Guest Author - Tony Daltorio
There was lots of talk in the mainstream media about how the recent financial markets reform passed by Congress was the "most sweeping change" of the financial regulatory system since the Great Depression.
What a crock...it was nothing more than window dressing.
The real sweeping change to our financial system took place over the past 20 years as Wall Street money became more and more influential in Congress.
The key piece of Depression-era financial legislation - the Glass-Steagall Act - was repealed in 1999.....

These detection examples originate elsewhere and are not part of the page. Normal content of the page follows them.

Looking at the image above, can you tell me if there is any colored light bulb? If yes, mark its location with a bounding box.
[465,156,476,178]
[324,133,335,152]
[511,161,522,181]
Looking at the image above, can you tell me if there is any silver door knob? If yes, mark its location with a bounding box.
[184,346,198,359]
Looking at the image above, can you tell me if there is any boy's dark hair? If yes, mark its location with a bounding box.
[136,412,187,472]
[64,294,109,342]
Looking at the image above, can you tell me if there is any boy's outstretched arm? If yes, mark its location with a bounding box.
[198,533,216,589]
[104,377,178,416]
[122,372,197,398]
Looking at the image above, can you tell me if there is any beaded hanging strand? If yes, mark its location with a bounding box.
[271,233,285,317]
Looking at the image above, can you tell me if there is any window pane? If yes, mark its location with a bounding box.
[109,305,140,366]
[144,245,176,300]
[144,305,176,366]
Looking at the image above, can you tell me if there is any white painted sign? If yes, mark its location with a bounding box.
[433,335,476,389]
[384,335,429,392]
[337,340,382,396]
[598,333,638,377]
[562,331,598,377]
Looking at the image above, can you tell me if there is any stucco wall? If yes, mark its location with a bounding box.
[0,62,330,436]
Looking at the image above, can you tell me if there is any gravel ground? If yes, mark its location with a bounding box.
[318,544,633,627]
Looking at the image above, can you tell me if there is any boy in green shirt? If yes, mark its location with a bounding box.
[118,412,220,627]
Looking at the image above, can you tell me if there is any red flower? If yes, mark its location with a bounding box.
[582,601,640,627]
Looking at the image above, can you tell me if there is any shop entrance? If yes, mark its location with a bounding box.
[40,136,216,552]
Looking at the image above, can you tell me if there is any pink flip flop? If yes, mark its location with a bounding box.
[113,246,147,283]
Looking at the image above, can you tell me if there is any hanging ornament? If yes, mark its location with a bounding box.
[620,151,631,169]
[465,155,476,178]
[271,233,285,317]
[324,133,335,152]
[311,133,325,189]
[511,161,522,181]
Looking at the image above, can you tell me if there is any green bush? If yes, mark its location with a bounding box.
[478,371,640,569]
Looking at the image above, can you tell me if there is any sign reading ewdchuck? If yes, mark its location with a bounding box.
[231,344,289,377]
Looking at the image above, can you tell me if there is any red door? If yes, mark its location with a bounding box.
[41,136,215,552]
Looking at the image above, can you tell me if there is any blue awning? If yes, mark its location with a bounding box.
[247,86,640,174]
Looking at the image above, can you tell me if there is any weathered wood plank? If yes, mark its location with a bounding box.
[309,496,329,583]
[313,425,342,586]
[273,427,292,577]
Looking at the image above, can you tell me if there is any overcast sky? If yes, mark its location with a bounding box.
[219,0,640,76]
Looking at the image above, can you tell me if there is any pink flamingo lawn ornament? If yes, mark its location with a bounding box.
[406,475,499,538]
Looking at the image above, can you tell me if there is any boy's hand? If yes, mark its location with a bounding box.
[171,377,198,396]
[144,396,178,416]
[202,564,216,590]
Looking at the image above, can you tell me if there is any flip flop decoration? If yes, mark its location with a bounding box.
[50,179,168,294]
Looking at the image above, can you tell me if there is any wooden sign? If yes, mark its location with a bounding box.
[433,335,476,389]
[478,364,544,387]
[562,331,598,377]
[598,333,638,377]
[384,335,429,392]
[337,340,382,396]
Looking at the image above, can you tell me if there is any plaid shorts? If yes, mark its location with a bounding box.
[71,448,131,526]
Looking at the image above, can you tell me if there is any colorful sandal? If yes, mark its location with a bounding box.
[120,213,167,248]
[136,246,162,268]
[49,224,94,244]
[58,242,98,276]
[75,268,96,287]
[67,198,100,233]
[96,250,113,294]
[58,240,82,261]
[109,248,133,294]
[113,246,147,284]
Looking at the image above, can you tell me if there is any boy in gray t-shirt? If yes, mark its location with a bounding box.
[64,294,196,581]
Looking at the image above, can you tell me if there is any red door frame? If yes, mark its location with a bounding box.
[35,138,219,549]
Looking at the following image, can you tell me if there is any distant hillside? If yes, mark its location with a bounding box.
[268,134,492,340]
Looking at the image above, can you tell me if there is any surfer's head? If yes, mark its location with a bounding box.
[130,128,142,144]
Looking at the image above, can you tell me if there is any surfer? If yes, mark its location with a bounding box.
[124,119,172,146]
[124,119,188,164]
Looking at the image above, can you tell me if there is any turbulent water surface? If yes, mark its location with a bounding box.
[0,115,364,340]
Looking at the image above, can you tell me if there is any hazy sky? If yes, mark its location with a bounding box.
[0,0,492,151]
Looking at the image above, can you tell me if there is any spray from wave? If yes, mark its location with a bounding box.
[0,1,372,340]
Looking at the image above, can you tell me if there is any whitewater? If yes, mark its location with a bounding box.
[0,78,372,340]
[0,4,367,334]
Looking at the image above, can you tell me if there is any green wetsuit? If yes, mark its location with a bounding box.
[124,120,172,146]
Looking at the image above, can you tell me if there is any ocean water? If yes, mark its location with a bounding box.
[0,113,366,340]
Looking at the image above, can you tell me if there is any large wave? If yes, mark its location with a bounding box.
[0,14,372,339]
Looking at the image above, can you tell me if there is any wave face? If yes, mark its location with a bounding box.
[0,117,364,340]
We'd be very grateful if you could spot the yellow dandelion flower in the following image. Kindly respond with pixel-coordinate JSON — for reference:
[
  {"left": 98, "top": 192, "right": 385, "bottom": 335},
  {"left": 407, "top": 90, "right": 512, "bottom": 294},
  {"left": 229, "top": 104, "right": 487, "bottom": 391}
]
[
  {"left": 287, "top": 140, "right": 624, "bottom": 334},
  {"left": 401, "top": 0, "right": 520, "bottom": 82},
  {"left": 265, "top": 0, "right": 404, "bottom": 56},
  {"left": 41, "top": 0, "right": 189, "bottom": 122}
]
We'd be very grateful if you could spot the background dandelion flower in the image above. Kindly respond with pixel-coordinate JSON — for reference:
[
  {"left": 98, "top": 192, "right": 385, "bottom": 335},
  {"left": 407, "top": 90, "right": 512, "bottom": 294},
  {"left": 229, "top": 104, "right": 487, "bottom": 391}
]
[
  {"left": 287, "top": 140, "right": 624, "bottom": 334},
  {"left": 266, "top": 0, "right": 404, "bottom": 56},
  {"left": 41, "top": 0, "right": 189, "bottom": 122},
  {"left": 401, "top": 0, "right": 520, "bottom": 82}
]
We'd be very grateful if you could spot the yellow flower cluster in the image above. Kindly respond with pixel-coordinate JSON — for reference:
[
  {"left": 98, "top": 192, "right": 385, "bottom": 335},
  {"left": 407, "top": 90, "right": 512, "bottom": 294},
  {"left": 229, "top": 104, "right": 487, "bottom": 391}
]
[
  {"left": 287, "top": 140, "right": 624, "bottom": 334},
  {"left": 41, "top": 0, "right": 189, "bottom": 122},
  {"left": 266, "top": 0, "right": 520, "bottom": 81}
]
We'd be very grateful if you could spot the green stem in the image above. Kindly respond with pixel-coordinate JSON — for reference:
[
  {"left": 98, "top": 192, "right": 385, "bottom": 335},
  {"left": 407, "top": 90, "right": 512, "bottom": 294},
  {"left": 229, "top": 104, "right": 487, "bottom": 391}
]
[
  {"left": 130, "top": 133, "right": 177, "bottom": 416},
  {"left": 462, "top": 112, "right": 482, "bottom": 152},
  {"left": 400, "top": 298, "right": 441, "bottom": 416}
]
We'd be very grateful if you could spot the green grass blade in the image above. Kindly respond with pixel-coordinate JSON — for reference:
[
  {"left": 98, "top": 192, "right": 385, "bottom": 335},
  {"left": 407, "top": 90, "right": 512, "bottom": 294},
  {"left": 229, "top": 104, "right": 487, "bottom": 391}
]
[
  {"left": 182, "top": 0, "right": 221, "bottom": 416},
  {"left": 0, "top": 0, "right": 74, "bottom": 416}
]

Next was the Commodities and Futures Modernization Act of 2000, pushed by Larry Summers and Robert Rubin, which legalized the most destructive financial instruments of all - derivatives.
Then there was the leverage exemption at the Securities and Exchange Commission (SEC) in 2004, asked for personally by Hank Paulson and his friends. This allowed Wall Street to turn into a casino where the gamblers could make 50-1, 100-1 bets and worse.
The new legislation fixes NONE of the major problems.....
Banks are still too big to fail...and continue to gamble with YOUR money.
Banks are still allowed to value assets and liabilities in what can only be kindly be called "mark to mythical valuations". They can also still use off-balance sheet accounting to make sure they give themselves stratospheric bonuses. All of these shenanigans continue to leave the taxpayers on the hook.
Banks are still getting trillions of dollars from the Federal Reserve and the mortgage agencies - Fannie and Freddie - again paid for by the taxpayers.
We still have the supposedly unbiased ratings agencies working for, and paid almost entirely by, Wall Street firms. In addition, the regulatory agencies which are supposed to be overseeing Wall Street still have a cozy relationship with it.
A wonderful example of this is the former chairman of the board of directors of the New York Federal Reserve Bank, which directly oversees Wall Street, Stephen Freidman. At the time, he was also a member of Goldman Sachs' board of directors.
In late 2008 the Federal Reserve ordered AIG to pay Goldman Sachs $13 billion. This controversial decision pushed AIG to the brink and taxpayers are still paying the tab for AIG's problems. At the same time, Mr. Freidman bought 37,000 shares of Goldman Sachs stock. No conflict of interest there, right?
What is a real pity is that Congress, unlike the Congress in the 1930s, did not have the guts to stand up to Wall Street and enact true financial reform.